Nobel hatte zunächst vorgeschlagen, den Zutritt auf Personen zu beschränken, die Deutsch sprechen. Dies stieß landesweit auf scharfe Kritik. Die Stadt Halle schaltete sich ein und argumentierte, dass dieser Schritt gegen die Pachtbedingungen für die Anlage verstoßen könnte.
Es kam zu einem Gespräch zwischen Nobel und Vertretern der Stadt, darunter der parteilose Oberbürgermeister Alexander Vogt. Nobel bezeichnete die Diskussion als „sehr harmonisch“. Später bestätigte er, sich an die bestehenden Regeln halten zu wollen, diese jedoch strenger durchzusetzen.

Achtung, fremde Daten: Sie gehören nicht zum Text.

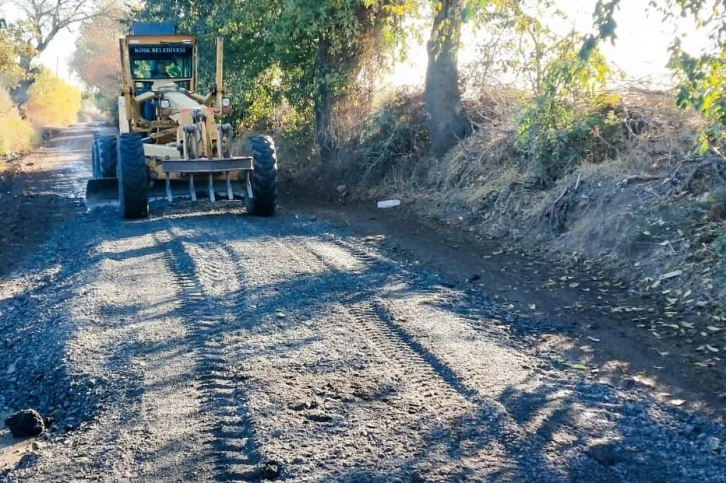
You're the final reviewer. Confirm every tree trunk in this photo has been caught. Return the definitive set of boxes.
[425,0,470,156]
[314,40,335,163]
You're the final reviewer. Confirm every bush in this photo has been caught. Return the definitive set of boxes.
[25,69,82,128]
[515,94,623,188]
[0,89,35,156]
[358,89,429,180]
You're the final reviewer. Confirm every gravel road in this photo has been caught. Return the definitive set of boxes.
[0,126,726,482]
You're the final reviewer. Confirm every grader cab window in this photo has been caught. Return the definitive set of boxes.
[129,44,193,90]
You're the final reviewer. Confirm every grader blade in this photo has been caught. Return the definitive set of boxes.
[86,178,118,209]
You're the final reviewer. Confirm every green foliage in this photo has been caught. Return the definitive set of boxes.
[515,35,621,187]
[358,90,429,179]
[25,69,82,127]
[0,26,26,88]
[0,89,35,156]
[582,0,726,154]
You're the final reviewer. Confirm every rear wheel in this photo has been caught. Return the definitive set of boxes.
[98,135,118,178]
[116,133,149,219]
[245,132,277,216]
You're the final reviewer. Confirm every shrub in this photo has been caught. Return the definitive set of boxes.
[0,89,35,156]
[358,89,429,180]
[25,69,82,127]
[516,94,623,188]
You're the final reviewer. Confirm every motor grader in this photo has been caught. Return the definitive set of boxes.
[86,23,277,219]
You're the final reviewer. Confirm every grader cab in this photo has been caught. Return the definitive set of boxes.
[86,23,277,218]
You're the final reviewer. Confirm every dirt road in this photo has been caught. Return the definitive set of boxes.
[0,126,726,482]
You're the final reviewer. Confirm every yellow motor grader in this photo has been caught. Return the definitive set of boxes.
[86,23,277,219]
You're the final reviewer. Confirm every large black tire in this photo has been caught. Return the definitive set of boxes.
[91,134,103,179]
[98,135,118,178]
[116,133,149,219]
[245,136,277,216]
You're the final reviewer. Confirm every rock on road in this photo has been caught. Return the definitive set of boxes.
[0,126,726,482]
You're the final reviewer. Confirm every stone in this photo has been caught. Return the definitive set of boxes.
[5,409,45,438]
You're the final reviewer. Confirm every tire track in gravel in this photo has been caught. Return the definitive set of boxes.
[253,230,544,479]
[155,222,262,481]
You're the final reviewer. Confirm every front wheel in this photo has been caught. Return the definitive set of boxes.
[245,136,277,216]
[97,135,118,178]
[91,134,103,179]
[116,133,149,219]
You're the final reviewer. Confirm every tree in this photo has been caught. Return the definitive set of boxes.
[12,0,94,72]
[424,0,469,156]
[69,2,124,99]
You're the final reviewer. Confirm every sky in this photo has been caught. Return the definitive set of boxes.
[3,0,705,88]
[392,0,706,88]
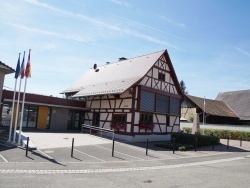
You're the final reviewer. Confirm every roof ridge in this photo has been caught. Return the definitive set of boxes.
[90,50,166,69]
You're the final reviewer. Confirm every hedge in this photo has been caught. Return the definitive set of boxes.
[171,132,220,147]
[155,141,194,151]
[183,127,250,141]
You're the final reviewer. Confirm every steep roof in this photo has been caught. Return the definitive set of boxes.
[186,95,238,117]
[0,61,15,74]
[216,90,250,120]
[62,50,180,97]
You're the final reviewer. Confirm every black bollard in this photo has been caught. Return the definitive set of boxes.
[146,139,148,155]
[71,138,74,157]
[173,138,175,154]
[112,138,115,157]
[212,134,214,150]
[26,137,30,157]
[194,136,198,152]
[240,136,242,147]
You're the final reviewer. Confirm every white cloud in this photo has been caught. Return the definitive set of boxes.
[162,16,186,28]
[109,0,131,8]
[3,22,87,42]
[24,0,179,49]
[234,46,250,57]
[101,12,186,40]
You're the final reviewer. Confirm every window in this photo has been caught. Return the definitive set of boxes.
[155,94,169,114]
[158,72,165,81]
[22,105,38,128]
[141,91,155,112]
[110,114,126,131]
[170,97,181,115]
[112,114,126,124]
[140,114,153,123]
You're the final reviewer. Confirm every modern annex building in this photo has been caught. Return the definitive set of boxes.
[0,90,86,131]
[62,50,183,141]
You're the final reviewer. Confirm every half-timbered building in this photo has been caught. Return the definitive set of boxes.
[63,50,183,142]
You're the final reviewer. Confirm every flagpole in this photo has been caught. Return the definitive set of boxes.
[7,79,17,142]
[203,96,206,135]
[12,78,22,144]
[12,51,25,144]
[17,77,27,145]
[17,49,31,145]
[7,53,21,143]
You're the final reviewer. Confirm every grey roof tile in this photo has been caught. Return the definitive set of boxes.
[63,50,165,97]
[216,90,250,120]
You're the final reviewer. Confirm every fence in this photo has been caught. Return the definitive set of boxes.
[81,124,115,139]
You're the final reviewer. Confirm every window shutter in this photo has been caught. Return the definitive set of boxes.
[156,94,169,114]
[170,97,180,115]
[141,90,155,112]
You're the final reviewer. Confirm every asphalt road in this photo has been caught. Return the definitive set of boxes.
[0,133,250,188]
[0,153,250,188]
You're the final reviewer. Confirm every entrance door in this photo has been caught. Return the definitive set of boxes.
[68,110,84,130]
[92,112,100,127]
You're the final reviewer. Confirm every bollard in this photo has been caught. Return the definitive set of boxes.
[212,134,214,150]
[146,139,148,155]
[194,136,198,152]
[240,136,242,147]
[112,138,115,157]
[173,138,175,154]
[71,138,74,157]
[26,137,30,157]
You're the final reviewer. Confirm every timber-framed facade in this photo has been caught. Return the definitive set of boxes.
[63,50,183,141]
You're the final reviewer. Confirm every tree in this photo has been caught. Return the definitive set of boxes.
[180,80,188,95]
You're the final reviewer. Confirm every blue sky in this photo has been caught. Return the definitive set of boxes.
[0,0,250,99]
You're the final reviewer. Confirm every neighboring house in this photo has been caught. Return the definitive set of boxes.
[0,61,15,105]
[216,90,250,125]
[0,89,86,131]
[62,50,183,141]
[181,95,240,124]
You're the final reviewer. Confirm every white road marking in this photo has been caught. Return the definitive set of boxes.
[74,149,106,162]
[0,157,245,174]
[94,145,145,161]
[0,154,8,163]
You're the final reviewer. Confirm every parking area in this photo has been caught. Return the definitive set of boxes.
[0,132,249,164]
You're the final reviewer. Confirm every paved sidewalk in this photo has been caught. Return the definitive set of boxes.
[24,132,111,149]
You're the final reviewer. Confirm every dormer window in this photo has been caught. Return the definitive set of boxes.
[158,72,165,82]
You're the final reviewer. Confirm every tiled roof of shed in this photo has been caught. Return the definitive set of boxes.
[63,50,165,97]
[216,90,250,120]
[0,61,15,74]
[187,95,238,117]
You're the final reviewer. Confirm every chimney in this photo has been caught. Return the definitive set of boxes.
[119,57,127,61]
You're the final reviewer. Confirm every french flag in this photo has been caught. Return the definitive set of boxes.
[20,51,25,79]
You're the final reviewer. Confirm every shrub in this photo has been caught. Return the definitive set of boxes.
[155,141,193,151]
[171,132,220,147]
[183,127,250,141]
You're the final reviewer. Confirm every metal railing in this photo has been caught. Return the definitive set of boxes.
[81,124,115,139]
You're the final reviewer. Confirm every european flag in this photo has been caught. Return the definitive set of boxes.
[20,51,25,79]
[15,53,21,79]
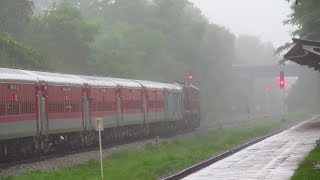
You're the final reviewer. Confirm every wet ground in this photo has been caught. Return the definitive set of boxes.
[184,117,320,180]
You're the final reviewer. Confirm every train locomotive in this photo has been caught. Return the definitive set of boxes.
[0,68,200,161]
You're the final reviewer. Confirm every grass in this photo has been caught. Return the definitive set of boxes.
[0,112,318,180]
[291,145,320,180]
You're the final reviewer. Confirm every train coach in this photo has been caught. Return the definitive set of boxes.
[0,68,200,161]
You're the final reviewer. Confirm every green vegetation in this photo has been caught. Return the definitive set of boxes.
[0,0,276,120]
[0,32,49,69]
[4,113,310,180]
[291,145,320,180]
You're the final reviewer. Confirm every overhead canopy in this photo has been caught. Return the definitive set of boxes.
[284,39,320,70]
[0,68,38,83]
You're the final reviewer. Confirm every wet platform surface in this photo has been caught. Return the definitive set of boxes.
[184,118,320,180]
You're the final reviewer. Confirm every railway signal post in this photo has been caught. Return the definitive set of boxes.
[95,118,104,180]
[279,71,286,120]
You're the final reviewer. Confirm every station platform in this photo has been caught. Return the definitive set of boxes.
[184,117,320,180]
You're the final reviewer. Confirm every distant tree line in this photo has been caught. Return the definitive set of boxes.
[0,0,274,119]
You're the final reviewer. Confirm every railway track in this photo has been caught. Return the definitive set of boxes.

Nach den aktuellen Bestimmungen wird jedem, der gegen die Vorschriften verstößt, der Zutritt verweigert – unabhängig von den Sprachkenntnissen. Nobel zeigte sich zudem offen dafür, zu testen, ob mehrsprachige Hinweise dazu beitragen könnten, Regelverstöße zu verringern. Er betonte, dass das Heidebad weiterhin für alle offenstehe, die sich an die Regeln hielten.
Der Streit endete damit, dass Nobel der Anbringung mehrsprachiger Beschilderung zustimmte. Durch das Eingreifen der Stadt wurde sichergestellt, dass die Baderegeln mit den Pachtbedingungen übereinstimmen. Der Zutritt hängt nun vom Verhalten ab – nicht von den Sprachfähigkeiten.